Skill level: Beginner.
Runs on: Any web browser.
What it does: Impure is sort of a Yahoo Pipes for data visualisation, designed for creating numerous types of highly polished graphical representations of data using a drag-and-drop workspace. The service includes a library of objects and various methods, and as with Yahoo Pipes, it allows you to click and drag to connect modules so that the output of one becomes the input of another. It was developed by Spanish analytics firm Bestiario.
What's cool: Impure offers a highly visual interface for the task of creating visualisations, which is not as common as you might expect. It has a sleek user interface and numerous modules, including quite a few APIs that are designed to pull data from the web.
It features numerous visualisation types that are searchable by keywords like numeric, tables, nodes, geometry and map. And although it saves your workspaces to the web, you can copy and save the code behind your workspaces locally, so you can back up your work or maintain your own libraries of code snippets.
Drawbacks: Users of Impure face a surprisingly steep learning curve despite its drag-and-drop functionality.
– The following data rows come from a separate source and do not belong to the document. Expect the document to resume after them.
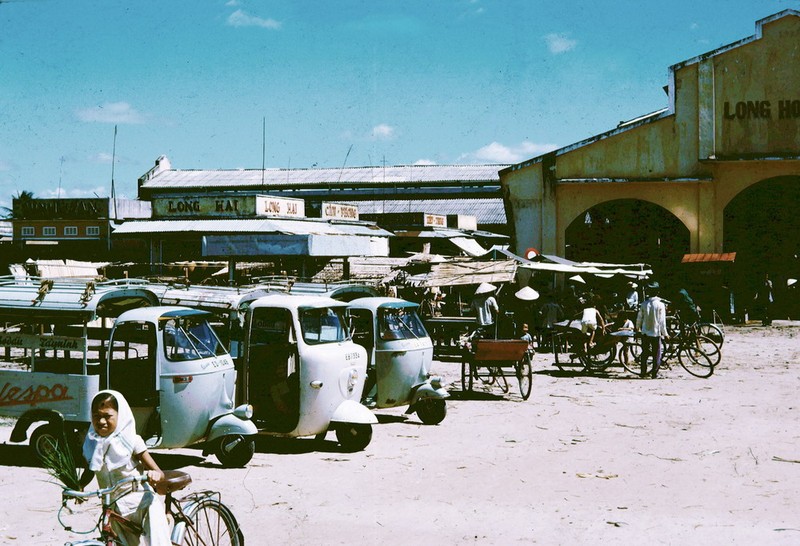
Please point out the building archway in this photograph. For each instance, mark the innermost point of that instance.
(761, 224)
(627, 231)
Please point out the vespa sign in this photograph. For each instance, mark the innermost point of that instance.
(71, 395)
(29, 341)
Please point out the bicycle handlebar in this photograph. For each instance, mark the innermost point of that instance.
(67, 494)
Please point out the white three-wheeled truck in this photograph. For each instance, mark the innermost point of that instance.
(298, 365)
(60, 350)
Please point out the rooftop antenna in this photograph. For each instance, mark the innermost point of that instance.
(263, 147)
(350, 149)
(113, 163)
(60, 174)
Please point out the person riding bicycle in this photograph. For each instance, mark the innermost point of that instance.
(113, 451)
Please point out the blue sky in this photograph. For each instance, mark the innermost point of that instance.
(438, 81)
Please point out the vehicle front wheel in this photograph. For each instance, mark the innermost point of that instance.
(46, 440)
(353, 436)
(235, 450)
(431, 411)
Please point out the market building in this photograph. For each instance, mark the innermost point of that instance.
(72, 228)
(301, 219)
(447, 190)
(715, 171)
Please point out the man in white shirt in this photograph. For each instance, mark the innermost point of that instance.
(485, 307)
(651, 322)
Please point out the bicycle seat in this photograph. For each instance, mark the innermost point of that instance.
(174, 480)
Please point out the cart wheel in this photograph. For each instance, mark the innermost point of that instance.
(499, 376)
(431, 411)
(525, 375)
(353, 436)
(45, 440)
(466, 375)
(235, 450)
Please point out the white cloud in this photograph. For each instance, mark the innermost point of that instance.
(499, 153)
(383, 132)
(241, 19)
(559, 43)
(111, 112)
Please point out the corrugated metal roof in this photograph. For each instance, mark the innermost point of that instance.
(720, 257)
(485, 210)
(466, 271)
(266, 225)
(210, 179)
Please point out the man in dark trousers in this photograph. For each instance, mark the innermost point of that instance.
(651, 323)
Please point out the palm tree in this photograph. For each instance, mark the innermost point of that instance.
(23, 199)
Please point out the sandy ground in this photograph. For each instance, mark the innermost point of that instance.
(586, 460)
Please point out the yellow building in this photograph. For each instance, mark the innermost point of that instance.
(717, 170)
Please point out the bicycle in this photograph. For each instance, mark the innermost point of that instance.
(198, 519)
(696, 353)
(568, 338)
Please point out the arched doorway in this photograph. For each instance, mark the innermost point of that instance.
(627, 231)
(762, 225)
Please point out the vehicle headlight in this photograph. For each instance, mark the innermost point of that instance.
(245, 411)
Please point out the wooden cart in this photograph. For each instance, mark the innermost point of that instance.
(492, 361)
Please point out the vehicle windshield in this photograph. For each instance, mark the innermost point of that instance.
(190, 338)
(326, 325)
(400, 323)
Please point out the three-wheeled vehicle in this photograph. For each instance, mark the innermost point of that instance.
(61, 349)
(297, 363)
(302, 372)
(400, 355)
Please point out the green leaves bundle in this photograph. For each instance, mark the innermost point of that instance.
(60, 464)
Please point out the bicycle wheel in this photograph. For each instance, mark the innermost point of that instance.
(712, 331)
(466, 375)
(634, 348)
(207, 522)
(525, 375)
(710, 348)
(695, 361)
(601, 356)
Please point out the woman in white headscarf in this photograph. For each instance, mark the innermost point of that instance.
(113, 452)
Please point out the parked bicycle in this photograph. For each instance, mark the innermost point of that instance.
(197, 519)
(695, 352)
(571, 348)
The documentation is detailed in some areas, but lacking in others. For instance, while it was easy to find a list of APIs, it was more difficult to find basic instructions on how to use the workspace or even figure out that there was a workspace, let alone how to use the various objects and methods.
Once you save your workspace, it's on the public web, although it's unlikely that anyone else will be able to find it unless you share the URL. And I found some of the samples not all that helpful in understanding the underlying data, even if they were visually striking.
Skill level: Intermediate.
Runs on: Any web browser.
Learn more: To get started, I'd suggest the videos "Interface Basics" (7 minutes) and "Workspaces and Code." You can find a sample called The Pay Gap Between Men and Women Mapped at the website of The Guardian.
What it does: This tool can turn data into any number of visualisations, from simple to complex. You can drag and drop fields onto the work area and ask the software to suggest a visualisation type, then customise everything from labels and tool tips to size, interactive filters and legend display.
What's cool: Tableau Public offers a variety of ways to display interactive data. You can combine multiple connected visualisations onto a single dashboard, where one search filter can act on numerous charts, graphs and maps, underlying data tables can also be joined.
Drawbacks: In the free version of Tableau's business intelligence software, your visualisation and data must reside on Tableau's site. Whenever you save your work, it gets sent up to the public website, which means you can't save work in progress without running the risk that it will be seen before it's ready (while Tableau's site won't deliberately expose your work, it relies on security by obscurity, so someone could see your work if they guess your URL). And once it's saved, viewers are invited to download your entire workbook with data. Upgrading to a single user desktop edition costs $999.
Not surprisingly, all that functionality comes at a cost: Tableau's learning curve is fairly steep compared to that of, say, Fusion Tables. Even with the drag-and-drop interface, it'll take more than an hour or two to learn how to use the software's true capabilities, although you can get up and running doing simple charts and maps before too long.
Skill level: Advanced beginner to intermediate.
Runs on: Windows 7, Vista, XP, 2003, Server 2008, 2003.
Learn more: There are seven short training videos on the Tableau site, where you can also find downloadable data files that you can use to follow along. You can see a sample in our article "Tech Unemployment Climbs; Self-employment Steady."